SCS – For each of these 3 expressions, what are some eye-opening culinary pairings that highlight the true identity of each bottling?  What is the perfect situation for each?

Andy- Scallop Shelf is light on its feet and can delve into white meats and fish with ease. The orange rind quality and earthy finish can find a soul mate in a pasta dish with orange zest and mushrooms like we paired at Frasca last time I teamed up with them for a dinner. Grilled quail with pomegranates is also a favorite as the lack of fat is fine and the tart red burst of pomegranate seeds match the wine well.

Ama is an obvious foil for salmon pan seared in butter as the caramelized sugars and the fatness of the fish work with the cherry and apple notes of the wine. As with all three wines, there is great acidity so it can cut through any sauce whether heavy butter/cream or a reduction sauce (if duck or squab). Ama plays down the middle the most of our three pinots so what works well for most American Pinot noirs with acidity works for Ama. 

Pomarium can move across the spectrum but has the oomph to pair with fatty proteins, dark sauces, and roasted flavors (vegetables like Romanesco or meat et al.) I like to use middle eastern spices when I cook and curry (vadouvan or madras) pair well with the nose of the wine as whole cluster pinot smells like the incense I used to burn in college which is made from the Magnolia Champaca tree in India and Nepal.
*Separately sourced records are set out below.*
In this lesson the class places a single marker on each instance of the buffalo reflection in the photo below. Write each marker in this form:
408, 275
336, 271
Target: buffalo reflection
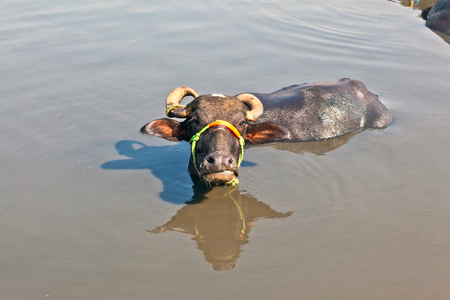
220, 219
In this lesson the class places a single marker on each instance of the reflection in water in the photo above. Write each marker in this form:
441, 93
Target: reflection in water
220, 219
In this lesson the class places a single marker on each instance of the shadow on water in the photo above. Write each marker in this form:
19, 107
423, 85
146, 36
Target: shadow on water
220, 219
168, 163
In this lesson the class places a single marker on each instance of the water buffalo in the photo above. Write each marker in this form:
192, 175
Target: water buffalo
438, 16
217, 125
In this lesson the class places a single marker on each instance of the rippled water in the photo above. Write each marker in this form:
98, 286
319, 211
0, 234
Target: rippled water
91, 209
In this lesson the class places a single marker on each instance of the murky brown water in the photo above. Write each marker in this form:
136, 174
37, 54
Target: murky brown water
90, 209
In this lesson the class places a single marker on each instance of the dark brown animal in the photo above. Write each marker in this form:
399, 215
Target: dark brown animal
302, 112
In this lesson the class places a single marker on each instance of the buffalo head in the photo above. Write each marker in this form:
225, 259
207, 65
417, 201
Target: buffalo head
216, 126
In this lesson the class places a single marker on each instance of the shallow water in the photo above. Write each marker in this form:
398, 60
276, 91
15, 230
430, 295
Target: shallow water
85, 197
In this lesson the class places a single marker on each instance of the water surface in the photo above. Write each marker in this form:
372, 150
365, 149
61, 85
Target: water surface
85, 197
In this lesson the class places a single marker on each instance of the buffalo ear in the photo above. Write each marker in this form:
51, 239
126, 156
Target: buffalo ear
266, 133
166, 128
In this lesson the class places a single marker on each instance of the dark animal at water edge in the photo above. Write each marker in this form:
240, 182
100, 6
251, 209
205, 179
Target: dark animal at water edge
217, 125
438, 16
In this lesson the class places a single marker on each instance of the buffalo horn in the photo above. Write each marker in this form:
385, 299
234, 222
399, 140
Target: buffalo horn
255, 105
173, 107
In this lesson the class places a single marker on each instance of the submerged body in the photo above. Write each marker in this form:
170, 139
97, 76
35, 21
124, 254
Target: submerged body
438, 16
217, 125
317, 111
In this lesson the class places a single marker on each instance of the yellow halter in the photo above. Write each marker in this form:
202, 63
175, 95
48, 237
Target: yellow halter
236, 133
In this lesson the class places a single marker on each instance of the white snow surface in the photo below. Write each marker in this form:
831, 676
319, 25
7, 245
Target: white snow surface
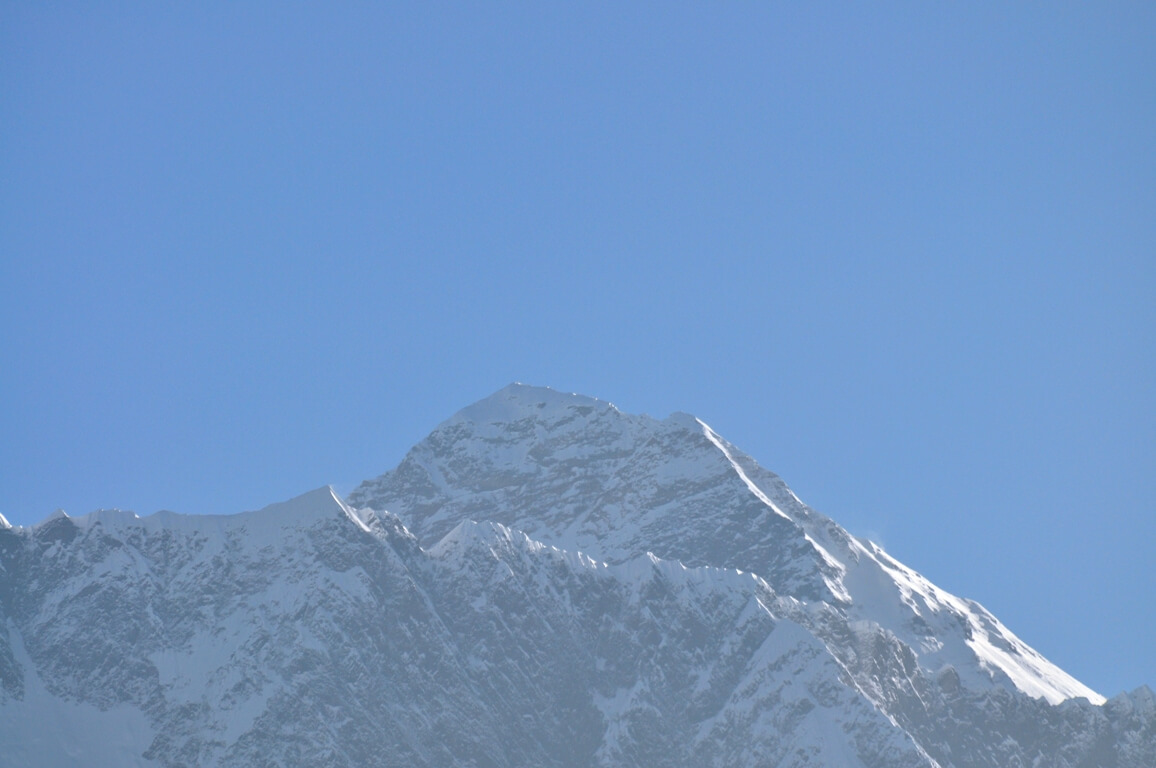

Something with a little fat will help the wine loosen up if you are drinking it younger than 5 years from vintage.



And how are these wines received in the market?
Nicole Alonso, sommelier from Margeaux Brasserie in the Gold Coast noted

“The Pomarium was my favorite, it showed complexity in not only the nose, but throughout my experience. I loved the dried dark fruits with the smooth structure following the awesome floral notes that I first got off the wine. 

To be honest, the Ama, Pomarium, and Scallop Shelf were wonderful to taste next to each other. It's hard to really choose because I enjoyed each for different reasons.

The best fit for Margeaux Brasserie would have to be Pomarium. It stood out and I feel our guests would enjoy the experience I appreciated during Andy's dinner.”